The number of primes smaller than $x$ is approximately $\frac{x}{\ln x}$. Therefore the number of 512bit primes (approximately the length you need for $1024$ bit modulus) is approximately $\frac{2^{513}}{\ln 2^{513}}-\frac{2^{512}}{\ln 2^{512}} \approx 2.76×10^{151}$.

The number of RSA moduli (i.e. pair of two distinct primes) is therefore $\frac{(2.76×10^{151})^2}{2}-2.76×10^{151}=1.88×10^{302}$.

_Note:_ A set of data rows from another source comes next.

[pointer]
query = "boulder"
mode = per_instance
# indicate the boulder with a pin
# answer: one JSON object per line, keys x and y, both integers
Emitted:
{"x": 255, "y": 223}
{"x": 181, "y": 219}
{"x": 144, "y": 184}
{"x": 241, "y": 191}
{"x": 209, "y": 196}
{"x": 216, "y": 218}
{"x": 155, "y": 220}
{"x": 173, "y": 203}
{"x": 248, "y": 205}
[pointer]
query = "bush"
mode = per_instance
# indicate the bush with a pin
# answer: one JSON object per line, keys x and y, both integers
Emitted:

Now consider that the observable universe contains about $10^{80}$ atoms. Assume that you could use each of those atoms as a CPU, and each of those CPUs could enumerate one modulus per millisecond. To enumerate all $1024$bit RSA moduli you would need:

$1.88×10^{302}ms / 10^{80} = 1.88×10^{222}ms = 1.88×10^{219}s = 5.22×10^{215}h = 1.43×10^{213} \text{years}$. Just as a comparison: The universe is about $13.75×10^9$ years old.

It's not a question of resources, it's simply not possible.

Also, it would not make any sense to do that. There are much faster ways to find out a secret key. In fact there are algorithms with sub-exponential running time for factoring integers.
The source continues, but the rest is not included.